In seguito ad un inizio di carriera strabiliante che potremmo definire “autoriale”, Denis Villeneuve arriva alla seconda fase della sua carriera, quella “Hollywodiana”.  Dopo aver stupito ancora, prima con Prisoners (2013) e poi con Sicario (2015), Dennis Villeneuve dirige il suo ottavo film e lo fa basato sul racconto “Storia della tua vita” di Ted Chiang. Il regista canadese si cimenta nella fantascienza rischiando di scontentare, con un film personale e introspettivo, sia gli appassionati della classica SCI-FI, sia gli amanti dei film d’autore. Una scelta coraggiosa che porta ad un film che ha alcune imperfezioni ma che risulta onesto ed umile nonostante sia ricco di effetti speciali.

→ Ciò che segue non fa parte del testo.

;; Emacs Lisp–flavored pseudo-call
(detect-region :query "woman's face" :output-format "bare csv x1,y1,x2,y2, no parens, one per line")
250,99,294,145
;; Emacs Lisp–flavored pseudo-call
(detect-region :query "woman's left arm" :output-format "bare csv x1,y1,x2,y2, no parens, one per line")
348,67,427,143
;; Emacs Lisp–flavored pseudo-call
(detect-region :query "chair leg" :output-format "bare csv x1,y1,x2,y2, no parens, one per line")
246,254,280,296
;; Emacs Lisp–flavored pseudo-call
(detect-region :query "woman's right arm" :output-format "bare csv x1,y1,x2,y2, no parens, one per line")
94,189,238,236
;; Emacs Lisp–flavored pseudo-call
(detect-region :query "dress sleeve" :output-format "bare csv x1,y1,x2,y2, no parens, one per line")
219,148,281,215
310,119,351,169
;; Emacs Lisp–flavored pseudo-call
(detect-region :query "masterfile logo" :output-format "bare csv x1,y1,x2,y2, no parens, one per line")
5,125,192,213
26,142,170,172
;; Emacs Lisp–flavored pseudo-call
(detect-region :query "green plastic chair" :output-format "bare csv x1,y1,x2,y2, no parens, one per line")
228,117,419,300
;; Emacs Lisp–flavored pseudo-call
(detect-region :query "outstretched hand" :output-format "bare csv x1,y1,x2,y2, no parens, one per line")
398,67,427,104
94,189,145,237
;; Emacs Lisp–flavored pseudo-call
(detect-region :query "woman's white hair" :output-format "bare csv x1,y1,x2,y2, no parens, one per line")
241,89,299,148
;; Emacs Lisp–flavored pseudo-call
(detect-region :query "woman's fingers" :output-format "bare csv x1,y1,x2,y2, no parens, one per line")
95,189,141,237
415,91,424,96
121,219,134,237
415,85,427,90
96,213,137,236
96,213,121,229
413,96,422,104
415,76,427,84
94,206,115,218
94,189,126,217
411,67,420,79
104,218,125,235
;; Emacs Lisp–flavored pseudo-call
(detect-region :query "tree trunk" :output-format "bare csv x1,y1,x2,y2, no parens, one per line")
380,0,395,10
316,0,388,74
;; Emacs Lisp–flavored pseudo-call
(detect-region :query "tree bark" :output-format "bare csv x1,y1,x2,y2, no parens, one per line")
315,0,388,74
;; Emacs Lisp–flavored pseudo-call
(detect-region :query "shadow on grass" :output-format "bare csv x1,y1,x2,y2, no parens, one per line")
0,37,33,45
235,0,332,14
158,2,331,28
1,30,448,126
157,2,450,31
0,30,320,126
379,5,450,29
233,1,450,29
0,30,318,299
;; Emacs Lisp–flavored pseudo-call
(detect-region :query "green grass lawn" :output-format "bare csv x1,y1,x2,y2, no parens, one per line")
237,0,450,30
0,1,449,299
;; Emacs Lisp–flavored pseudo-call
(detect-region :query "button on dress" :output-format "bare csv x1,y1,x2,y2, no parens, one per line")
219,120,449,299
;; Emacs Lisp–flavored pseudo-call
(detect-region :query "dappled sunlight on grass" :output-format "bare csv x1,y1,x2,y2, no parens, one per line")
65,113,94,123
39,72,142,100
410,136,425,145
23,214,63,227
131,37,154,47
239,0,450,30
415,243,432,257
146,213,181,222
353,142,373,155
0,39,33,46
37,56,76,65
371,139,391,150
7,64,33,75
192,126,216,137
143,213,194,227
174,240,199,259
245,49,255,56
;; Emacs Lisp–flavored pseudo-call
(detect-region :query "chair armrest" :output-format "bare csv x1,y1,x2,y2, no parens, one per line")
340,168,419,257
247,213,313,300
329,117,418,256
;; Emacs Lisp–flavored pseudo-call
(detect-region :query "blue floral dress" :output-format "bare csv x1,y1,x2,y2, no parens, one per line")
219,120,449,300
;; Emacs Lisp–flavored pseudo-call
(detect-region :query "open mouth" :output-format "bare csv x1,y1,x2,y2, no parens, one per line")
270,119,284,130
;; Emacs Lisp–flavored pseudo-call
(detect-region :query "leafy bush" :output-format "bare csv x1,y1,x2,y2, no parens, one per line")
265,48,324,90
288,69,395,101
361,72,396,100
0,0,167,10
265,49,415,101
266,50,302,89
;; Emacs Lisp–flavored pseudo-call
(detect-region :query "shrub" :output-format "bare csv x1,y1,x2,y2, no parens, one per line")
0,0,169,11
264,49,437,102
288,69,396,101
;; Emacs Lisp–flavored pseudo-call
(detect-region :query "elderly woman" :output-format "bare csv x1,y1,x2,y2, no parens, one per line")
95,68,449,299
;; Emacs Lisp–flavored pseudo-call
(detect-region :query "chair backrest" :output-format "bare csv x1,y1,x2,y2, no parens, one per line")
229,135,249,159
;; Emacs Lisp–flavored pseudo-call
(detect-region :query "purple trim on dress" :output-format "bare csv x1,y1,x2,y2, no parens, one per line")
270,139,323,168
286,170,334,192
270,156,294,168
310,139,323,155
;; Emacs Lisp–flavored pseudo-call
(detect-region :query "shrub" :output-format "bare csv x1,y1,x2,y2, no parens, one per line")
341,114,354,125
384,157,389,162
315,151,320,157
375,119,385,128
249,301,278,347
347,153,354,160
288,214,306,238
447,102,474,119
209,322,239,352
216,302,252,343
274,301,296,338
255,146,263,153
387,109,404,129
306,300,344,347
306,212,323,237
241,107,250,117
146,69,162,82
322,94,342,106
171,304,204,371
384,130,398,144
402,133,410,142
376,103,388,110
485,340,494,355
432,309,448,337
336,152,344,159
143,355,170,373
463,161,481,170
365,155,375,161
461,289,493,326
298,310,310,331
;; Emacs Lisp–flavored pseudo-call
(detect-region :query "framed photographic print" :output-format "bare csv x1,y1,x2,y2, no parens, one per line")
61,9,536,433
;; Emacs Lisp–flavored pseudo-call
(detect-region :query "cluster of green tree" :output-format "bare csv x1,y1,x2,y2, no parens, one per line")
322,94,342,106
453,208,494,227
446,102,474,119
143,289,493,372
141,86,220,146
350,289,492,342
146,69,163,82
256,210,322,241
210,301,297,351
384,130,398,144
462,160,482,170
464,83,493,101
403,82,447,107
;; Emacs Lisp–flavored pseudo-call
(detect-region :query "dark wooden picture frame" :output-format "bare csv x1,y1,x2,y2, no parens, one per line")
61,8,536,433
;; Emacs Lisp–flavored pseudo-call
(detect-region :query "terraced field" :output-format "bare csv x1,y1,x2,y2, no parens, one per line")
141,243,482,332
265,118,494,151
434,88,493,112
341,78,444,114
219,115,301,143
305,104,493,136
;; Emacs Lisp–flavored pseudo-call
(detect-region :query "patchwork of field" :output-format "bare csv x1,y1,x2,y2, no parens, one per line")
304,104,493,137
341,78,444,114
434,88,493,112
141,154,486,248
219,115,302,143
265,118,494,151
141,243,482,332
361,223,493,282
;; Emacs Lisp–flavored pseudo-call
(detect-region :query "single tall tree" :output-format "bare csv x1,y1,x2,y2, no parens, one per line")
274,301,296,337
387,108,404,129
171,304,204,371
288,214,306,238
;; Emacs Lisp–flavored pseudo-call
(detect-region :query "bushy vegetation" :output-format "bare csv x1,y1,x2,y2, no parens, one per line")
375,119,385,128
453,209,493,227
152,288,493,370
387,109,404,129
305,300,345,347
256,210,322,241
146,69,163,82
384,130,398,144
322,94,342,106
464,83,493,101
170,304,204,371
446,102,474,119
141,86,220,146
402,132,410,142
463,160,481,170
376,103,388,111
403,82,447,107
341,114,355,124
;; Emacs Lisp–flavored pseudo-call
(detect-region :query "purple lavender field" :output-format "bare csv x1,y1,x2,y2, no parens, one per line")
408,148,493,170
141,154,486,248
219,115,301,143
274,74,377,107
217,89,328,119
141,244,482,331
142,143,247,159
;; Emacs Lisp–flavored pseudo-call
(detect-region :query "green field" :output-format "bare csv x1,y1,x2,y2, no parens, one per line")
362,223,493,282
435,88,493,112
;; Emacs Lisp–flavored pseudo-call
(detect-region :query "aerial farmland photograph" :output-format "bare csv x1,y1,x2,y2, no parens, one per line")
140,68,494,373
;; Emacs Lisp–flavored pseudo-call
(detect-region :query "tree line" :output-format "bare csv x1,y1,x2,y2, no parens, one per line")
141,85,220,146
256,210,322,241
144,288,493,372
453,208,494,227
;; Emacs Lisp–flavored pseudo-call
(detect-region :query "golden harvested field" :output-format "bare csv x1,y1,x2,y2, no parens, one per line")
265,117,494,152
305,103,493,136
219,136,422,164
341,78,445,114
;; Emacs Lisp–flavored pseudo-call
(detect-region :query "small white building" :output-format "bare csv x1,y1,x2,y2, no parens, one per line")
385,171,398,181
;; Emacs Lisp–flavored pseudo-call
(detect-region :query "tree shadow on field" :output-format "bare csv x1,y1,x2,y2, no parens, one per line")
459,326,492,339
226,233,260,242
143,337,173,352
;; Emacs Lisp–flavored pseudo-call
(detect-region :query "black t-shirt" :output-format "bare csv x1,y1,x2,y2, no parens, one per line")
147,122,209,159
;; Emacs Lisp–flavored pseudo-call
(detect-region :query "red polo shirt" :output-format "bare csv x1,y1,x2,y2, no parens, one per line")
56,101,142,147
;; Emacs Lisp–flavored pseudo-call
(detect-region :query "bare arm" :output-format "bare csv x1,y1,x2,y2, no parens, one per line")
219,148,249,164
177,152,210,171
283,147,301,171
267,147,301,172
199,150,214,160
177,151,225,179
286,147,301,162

L’atterraggio di 12 navicelle aliene in 12 punti diversi della Terra getta nel totale caos e incertezza tutto il genere umano. L’esercito americano chiama alcuni esperti in diversi settori accademici, tra questi vi è una linguista (Amy Adams) chiamata in causa per capire se le intenzioni degli invasori siano pacifiche o meno.


Arrival, come i migliori film di genere, ci pone davanti agli interrogativi filosofici di sempre. Villeneuve ce li spiattella direttamente durante la presentazione del suo film in anteprima nel corso della 73ª Mostra internazionale d’arte cinematografica di Venezia, chiedendosi e chiedendoci direttamente: “Cosa succederebbe se sapeste in che modo state per morire e quando morirete? Quale sarebbe il vostro rapporto con la vita, l’amore, la famiglia gli amici e la vostra società?”


Arrival è un film sulla difficoltà nel comprendere gli altri e quanto paura ci metta ciò che non capiamo.
Importante anche la riflessione sul linguaggio, strumento che ci permette di trovare un punto di contatto non solo con gli “altri” ma, anche con parti di noi nascoste che abbiamo rimosso o che ancora non conosciamo.
Il discernimento tra possibilità e volontà di comunicazione e le implicazioni di una visione circolare del tempo sono gli aspetti più interessanti del film che si dimostra perfetto dal punto di vista tecnico.


Impossibile non far riferimento all’uso che potremmo definire “espressionista” ed anche “narrativo” soprattutto della fotografia e del montaggio. Vorremmo essere più precisi ma è quasi impossibile farlo senza spoiler. Chi l’ha visto capirà.

Fantastica anche la colonna sonora del compositore islandese Jóhann Jóhannsson (scomparso prematuramente il 9 Febbraio 2018). Il film contiene musica non originale (“On the Nature of Daylight “ di Max Richter utilizzata due volte, rispettivamente per tre minuti la prima e cinque e mezzo la seconda, in momenti chiave del film.)

Evitando di spettacolarizzare il racconto, il regista canadese riesce a mantenere sempre alta l’attenzione dello spettatore, dimostrandosi uno dei migliori registi della sua generazione.

Molti hanno criticato il finale per il suo essere semplice o didascalico, noi sinceramente lo abbiamo trovato molto commovente e forse sì, un po’ sbrigativo, ma ciò non toglie che questo Arrival sia uno dei migliori film di fantascienza del nuovo millennio.